Minha mãe ficou em silêncio por alguns minutos.

-Uma... mulher? - questionou desacreditada.

-Uma mulher incrível, mãe. - eu respirei aliviada em poder dizer. - Foi inevitável. Eu não queria dizer assim, mas preciso.

-Como ela é? - minha mãe questionou curiosa e Maraísa se mantinha estática, me analisando.

-Um pouco mais velha, tende a usar preto... - senti a mão de Maraísa tocar meu pescoço fazendo um carinho lento na região. - Tem uma péssima reputação e costuma ter hábitos insaciáveis.

-Marilia...

-Mamãe ela... é linda. - a interrompi. - E acho que já não me importo com o quanto vá dizer que isso aparenta ser perigoso... estar em um lugar desconhecido por você, com uma pessoa nunca vista por você.

-Você é adulta e tenho certeza de que fará boas escolhas. Mas... e quanto a voltar pra casa? -Pode trazer essa moça pra nos conhecer... estamos com saudades, Meu amor.

-Não vou voltar pra casa, não agora. - eu disse convicta e minha mãe compreendeu. - ainda tenho algumas coisas pra resolver e... são minhas prioridades agora. Mas prometo que volto assim que puder, desculpa.
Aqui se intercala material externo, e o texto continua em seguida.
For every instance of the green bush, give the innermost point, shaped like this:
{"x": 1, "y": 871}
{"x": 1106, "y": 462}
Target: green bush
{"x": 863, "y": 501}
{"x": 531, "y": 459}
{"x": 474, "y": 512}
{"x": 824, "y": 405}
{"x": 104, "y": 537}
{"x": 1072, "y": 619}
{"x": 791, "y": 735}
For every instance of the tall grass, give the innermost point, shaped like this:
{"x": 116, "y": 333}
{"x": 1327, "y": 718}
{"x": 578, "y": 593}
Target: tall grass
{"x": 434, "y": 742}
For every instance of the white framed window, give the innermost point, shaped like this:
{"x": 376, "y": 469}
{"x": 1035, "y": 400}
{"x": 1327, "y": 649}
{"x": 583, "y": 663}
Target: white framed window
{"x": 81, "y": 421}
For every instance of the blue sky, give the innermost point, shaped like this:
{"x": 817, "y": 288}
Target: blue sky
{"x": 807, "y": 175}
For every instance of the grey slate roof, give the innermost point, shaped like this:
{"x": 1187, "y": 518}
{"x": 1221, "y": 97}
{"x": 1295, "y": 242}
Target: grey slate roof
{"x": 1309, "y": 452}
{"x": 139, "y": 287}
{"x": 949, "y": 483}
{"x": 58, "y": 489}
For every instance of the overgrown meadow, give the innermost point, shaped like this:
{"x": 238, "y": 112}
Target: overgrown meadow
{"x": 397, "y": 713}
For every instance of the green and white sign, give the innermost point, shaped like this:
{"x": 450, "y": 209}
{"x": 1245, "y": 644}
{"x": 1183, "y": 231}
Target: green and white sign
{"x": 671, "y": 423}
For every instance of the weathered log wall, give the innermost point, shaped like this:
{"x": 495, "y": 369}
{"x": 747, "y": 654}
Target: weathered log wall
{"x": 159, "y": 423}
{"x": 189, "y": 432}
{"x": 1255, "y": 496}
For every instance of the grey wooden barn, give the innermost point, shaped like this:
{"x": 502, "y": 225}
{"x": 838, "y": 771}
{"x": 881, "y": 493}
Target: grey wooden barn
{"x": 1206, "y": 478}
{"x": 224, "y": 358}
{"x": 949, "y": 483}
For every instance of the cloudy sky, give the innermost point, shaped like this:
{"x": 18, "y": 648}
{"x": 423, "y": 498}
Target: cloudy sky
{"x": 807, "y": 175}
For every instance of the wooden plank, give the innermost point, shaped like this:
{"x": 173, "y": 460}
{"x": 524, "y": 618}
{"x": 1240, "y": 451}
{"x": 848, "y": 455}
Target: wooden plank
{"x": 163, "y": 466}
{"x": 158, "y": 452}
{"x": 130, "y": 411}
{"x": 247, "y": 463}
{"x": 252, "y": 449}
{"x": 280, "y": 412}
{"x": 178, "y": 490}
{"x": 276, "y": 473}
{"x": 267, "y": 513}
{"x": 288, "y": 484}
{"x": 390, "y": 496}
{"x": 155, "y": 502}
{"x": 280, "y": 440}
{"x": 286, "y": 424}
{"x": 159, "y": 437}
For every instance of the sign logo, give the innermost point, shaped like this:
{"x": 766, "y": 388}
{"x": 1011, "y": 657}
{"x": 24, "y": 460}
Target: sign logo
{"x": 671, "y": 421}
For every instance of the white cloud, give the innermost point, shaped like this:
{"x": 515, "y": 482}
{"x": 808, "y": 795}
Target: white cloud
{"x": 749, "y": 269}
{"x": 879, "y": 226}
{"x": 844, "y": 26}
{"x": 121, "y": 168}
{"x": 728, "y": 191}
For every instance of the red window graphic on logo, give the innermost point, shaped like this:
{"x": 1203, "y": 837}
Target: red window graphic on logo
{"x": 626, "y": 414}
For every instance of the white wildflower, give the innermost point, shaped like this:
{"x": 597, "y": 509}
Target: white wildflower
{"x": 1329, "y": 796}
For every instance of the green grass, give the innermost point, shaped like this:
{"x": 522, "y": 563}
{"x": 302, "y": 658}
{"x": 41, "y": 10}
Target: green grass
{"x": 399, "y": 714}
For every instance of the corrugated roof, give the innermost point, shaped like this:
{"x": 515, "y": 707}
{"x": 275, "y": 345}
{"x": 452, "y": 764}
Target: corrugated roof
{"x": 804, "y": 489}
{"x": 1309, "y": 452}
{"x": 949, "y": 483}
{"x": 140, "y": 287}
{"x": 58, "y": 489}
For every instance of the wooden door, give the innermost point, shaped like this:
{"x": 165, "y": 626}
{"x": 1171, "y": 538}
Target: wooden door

-Está tudo bem, eu entendo. - ela disse paciente e compreensiva.

Minha mãe ficou em silêncio por um tempo.

-Ao menos mantenha contato. - ela mais mandou do que pediu, e eu concordei. - Você sabe... sempre estou ocupada e bem, esse momento é um deles.

(...)

Depois de mais alguns assuntos nos despedimos e ela desligou. A notifiquei de que estava bem e ficaria bem. Maraísa ainda me olhava atenciosa.

Um sorriso lindo surgiu em seus lábios e logo eles se colaram aos meus em um beijo calmo, terno e carinhoso.

Maraísa era minha morte ou meu paraíso?

Nos separamos e ela sorriu outra vez. Notei em seu sorriso o quando doeria se um dia eu a perdesse.

-Nem se eu quisesse, conseguiria ir embora. - afundei o rosto na curva do seu pescoço e ela me abraçou, envolvendo-me em seus braços.